Overview

Network Time Protocol (NTP) is an Internet standard protocol that is used to synchronize the clocks of computers to some time reference. It uses a hierarchical, semi-layered system of time sources. The NTP network architecture consists of primary time servers, secondary time servers, and clients. In this architecture, the primary time servers reside in root nodes and are synchronized to a reference clock that is directly traceable to UTC. These primary time servers provide time services downstream to the secondary time servers, and the clients are synchronized to the secondary time servers.

Description

Attack mechanism

NTP is based on the UDP protocol and organized in a client-server model. UDP is a connectionless protocol and does not use a three-way handshake, which is used in TCP. Attackers can exploit this vulnerability of NTP to launch DDoS attacks. The following shows an attack process:
  1. Identify targets of attacks, which include attack objects and NTP server resources on the network.
  2. Forge the IP address of an attack target and send clock synchronization requests with the spoofed IP address to an NTP server. Attackers send requests that contain monlist commands, which increases attack severity.

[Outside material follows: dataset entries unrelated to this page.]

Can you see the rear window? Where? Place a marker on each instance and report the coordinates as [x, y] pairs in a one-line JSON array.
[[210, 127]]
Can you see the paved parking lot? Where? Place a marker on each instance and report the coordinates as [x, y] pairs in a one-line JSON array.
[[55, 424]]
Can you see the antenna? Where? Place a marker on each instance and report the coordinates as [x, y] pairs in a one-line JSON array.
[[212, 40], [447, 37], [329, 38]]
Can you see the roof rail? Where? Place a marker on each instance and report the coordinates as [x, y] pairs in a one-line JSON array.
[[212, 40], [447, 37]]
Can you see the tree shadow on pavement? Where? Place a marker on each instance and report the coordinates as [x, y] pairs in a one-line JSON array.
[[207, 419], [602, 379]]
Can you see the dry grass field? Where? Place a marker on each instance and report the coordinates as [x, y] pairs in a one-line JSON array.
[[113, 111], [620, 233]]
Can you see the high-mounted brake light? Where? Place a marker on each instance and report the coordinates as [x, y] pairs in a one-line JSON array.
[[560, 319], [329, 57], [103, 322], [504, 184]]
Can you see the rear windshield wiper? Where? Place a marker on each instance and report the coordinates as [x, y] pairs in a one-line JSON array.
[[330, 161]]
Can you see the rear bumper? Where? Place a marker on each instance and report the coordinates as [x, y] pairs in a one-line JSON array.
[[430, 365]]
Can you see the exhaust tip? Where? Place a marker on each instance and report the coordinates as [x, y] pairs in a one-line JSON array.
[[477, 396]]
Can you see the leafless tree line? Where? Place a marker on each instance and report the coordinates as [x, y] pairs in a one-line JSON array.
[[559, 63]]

    NTP includes a monlist function, which is used to monitor NTP servers. The monlist function has a security vulnerability. After a NTP server responds to a monlist command, the server returns the IP addresses of the last 600 clients that have performed time synchronization with the NTP server. The system splits response packages every six IP addresses and returns up to 100 packages for a single monlist command. In this case, the NTP server is overwhelmed with an amplified amount of UDP traffic.

    Laboratory tests show that if a request packet is 234 bytes long, each response packet is 482 bytes long. Based on this, the traffic is amplified by 206 times. This result is calculated by using the following equation: 482 × 100/234 = 206. The high volume of traffic overwhelms the network, and the services become unavailable.

Use one of the following methods to mitigate NTP-based DDoS attacks:
  1. Purchase sufficient bandwidth resources.
  2. Use DDoS mitigation services to scrub abnormal inbound traffic and redirect normal traffic to servers.
  3. Configure the firewall to allow only the traffic between the NTP servers and fixed IP addresses on the UDP port 123.
  4. Disable the monlist feature of the NTP server.
  5. Upgrade the NTP server version to 4.2.7 p26.